Perubahan-perubahan tinggi muka laut semenjak zaman Es telah menjadikan agihan
komodo terbatas pada wilayah sebarannya yang sekarang.
KEUNIKAN tentang KOMODO
Kisah Masyarakat tentang Komodo
Konon, di zaman dahulu, seorang
putri naga menikah dengan Empu Najo. Sepasang bayi kembar lahir. Tak semuanya
berwujud manusia (seorang bayi laki-laki yang diberi nama Gerong, dan seekor
komodo betina yang kemudian diberi nama Orah)
Gerong dan Orang lalu dibesarkan
secara terpisah. Suatu hari, saat Gerong dewasa sedang berburu ia bertemu Orah (kembarannya). Senjata siap ia hunuskan. Namun, tiba-tiba muncullah sosok
ibunya yang gaib. "Jangan kau bunuh, dia adalah saudarimu," demikian
ucapan sang ibu.
Sejak saat itu, masyarakat Komodo
meyakini bahwa mereka dan biawak Komodo bersaudara.
Pulau Komodo dan sekitarnya ??
Sementara Keunikan Komodo lainnya
adalah ketika pada pertengahan abad 20, di Australia ditemukan fosil makhluk
purba yang setelah diteliti sangat mirip dengan komodo. Berdasarkan uji karbon,
fosil itu diyakini berasal dari masa 60-30 juta tahun lalu. Ini berarti komodo
pernah menghuni daratan Australia di masa prasejarah.

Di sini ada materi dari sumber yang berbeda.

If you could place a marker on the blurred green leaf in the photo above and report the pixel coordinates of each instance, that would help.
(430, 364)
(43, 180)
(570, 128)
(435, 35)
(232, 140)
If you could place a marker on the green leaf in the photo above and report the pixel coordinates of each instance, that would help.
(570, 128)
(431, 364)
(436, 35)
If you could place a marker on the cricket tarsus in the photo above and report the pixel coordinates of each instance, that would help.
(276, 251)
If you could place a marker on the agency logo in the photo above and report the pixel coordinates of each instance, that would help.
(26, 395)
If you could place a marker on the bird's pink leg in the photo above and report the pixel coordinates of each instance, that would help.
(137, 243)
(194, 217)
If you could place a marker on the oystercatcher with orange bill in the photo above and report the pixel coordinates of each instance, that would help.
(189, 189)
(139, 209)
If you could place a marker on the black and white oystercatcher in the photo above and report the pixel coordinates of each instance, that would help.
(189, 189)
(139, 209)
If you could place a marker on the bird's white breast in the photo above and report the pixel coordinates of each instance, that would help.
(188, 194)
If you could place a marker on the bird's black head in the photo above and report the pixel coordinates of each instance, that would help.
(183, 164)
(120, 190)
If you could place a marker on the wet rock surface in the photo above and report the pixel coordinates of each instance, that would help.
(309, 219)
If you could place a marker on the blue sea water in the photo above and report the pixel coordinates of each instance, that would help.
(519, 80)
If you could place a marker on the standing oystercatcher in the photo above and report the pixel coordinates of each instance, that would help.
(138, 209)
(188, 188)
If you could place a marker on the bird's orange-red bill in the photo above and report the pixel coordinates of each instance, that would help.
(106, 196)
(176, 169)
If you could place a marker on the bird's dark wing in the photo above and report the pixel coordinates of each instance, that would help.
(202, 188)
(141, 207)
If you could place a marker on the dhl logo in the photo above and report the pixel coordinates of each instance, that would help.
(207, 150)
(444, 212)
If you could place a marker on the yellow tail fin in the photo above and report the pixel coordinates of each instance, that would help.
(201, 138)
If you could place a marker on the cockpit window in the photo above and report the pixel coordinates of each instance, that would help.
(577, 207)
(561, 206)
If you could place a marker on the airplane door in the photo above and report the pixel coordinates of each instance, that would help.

Namun peneliti masih dibingungkan
dengan hubungan Pulau Komodo dengan fosil komodo dari Australia. Walau sejarah
geologi bumi menunjukkan bahwa dulunya Australia dan beberapa kepulauan
Indonesia adalah satu lempeng, namun Pulau Komodo diperkirakan terbentuk
sekitar 1 juta tahun silam.
Sementara berdasarkan penelitian,
komodo prasejarah sudah punah setidaknya 30 juta tahun lalu, sebelum Pulau
Komodo terbentuk. Lantas mengapa komodo hanya bisa ditemukan di Pulau Komodo
dan sekitarnya? Sejak kapan komodo menghuni Pulau Komodo? Sementara tidak
pernah ditemukan jejak belulang komodo di tempat lain (kecuali Australia). Ini
adalah satu misteri yang menuntut penelitian lebih lanjut.